15 feb 2006

Bluefields

Jacinta Escudos
y
Viajar desde Managua hasta Bluefields era una aventura. Había que tomar un avión. El avión salía a las 6 de la mañana del aeropuerto. Había que estar allí una hora antes. Por supuesto, tenía que levantarme muy temprano.

Los viejos aviones de la Fuera Aérea que volaban hasta allá me daban desconfianza. Pero la otra alternativa era un viaje mucho más largo por tierra, tomando un incómodo autobús que atravesaba Nicaragua a lo ancho, hasta Ciudad Rama, y luego tomar un barco destartalado que navegaba entre 8 y 10 horas por el Río Escondido. En total, el viaje por tierra duraba casi 20 horas.

Prefería el avión.

La primera vez que viajé a Bluefields estaba tan exaltada que casi no dormí. El Atlántico era para mí un lugar mitológico. Nunca había ido a ningún lugar del Atlántico.

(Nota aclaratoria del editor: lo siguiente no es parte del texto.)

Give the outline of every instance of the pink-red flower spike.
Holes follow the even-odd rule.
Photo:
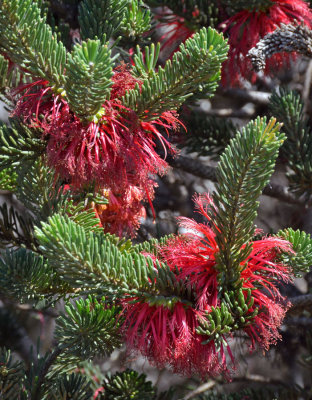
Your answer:
[[[172,153],[174,148],[160,133],[163,127],[169,134],[179,120],[175,112],[166,111],[155,120],[139,120],[136,113],[123,106],[122,96],[140,80],[125,66],[116,68],[113,75],[111,98],[102,106],[98,120],[82,122],[70,109],[67,101],[53,94],[47,81],[22,86],[14,115],[32,127],[41,128],[47,139],[48,162],[72,187],[79,189],[90,182],[107,189],[125,206],[121,215],[110,214],[105,226],[121,233],[112,216],[127,220],[124,232],[134,234],[143,215],[140,201],[154,198],[156,183],[153,174],[164,174],[168,164],[156,152],[158,141]],[[132,211],[131,211],[132,210]],[[104,215],[108,216],[107,212]],[[102,216],[101,220],[103,220]],[[130,222],[132,221],[132,223]]]
[[[192,304],[181,299],[169,307],[130,297],[122,301],[123,330],[128,347],[140,351],[159,368],[170,366],[175,372],[207,377],[228,372],[226,353],[234,360],[229,345],[225,351],[226,335],[223,334],[220,346],[220,341],[216,343],[213,337],[207,341],[206,336],[196,331],[201,318],[225,301],[222,291],[227,288],[221,288],[218,281],[220,268],[216,257],[220,250],[215,234],[218,227],[211,228],[213,221],[208,211],[214,205],[208,195],[197,196],[195,202],[207,222],[180,218],[188,233],[158,249],[160,260],[191,288]],[[289,304],[277,284],[293,279],[288,266],[277,261],[281,251],[292,252],[291,244],[277,237],[264,237],[252,242],[251,253],[241,263],[241,293],[245,299],[251,293],[253,304],[248,303],[245,313],[246,320],[250,316],[248,324],[240,324],[239,328],[233,325],[229,335],[236,329],[243,330],[251,338],[251,348],[258,344],[268,349],[280,337],[278,328]],[[235,306],[231,313],[235,318]]]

Me gustaba la idea de viajar y ver cosas nuevas. Diferentes. Recordé que hacía años había visto fotos de Bluefields. Casas de madera, pintadas de colores, con pequeños corredores al frente. Parecían tarjetas postales aquellas fotos tomadas por algún amigo extranjero que había ido allá.

Un par de meses antes, el huracán "Joan" había arrasado la región. De hecho, mi trabajo tenía que ver con labores de reconstrucción en la zona. El huracán había pasado por todo el país, a lo ancho, incluso por Managua.

Fue como en las películas: los vientos moviendo los árboles como si fueran de trapo. Cosas volando por todas partes. Lluvia, mucha lluvia. El zumbido del viento cansando el oído. Y el ojo del huracán, un momento de descanso, de silencio, de algo tan quieto que no podía ser más que la antesala de lo peor.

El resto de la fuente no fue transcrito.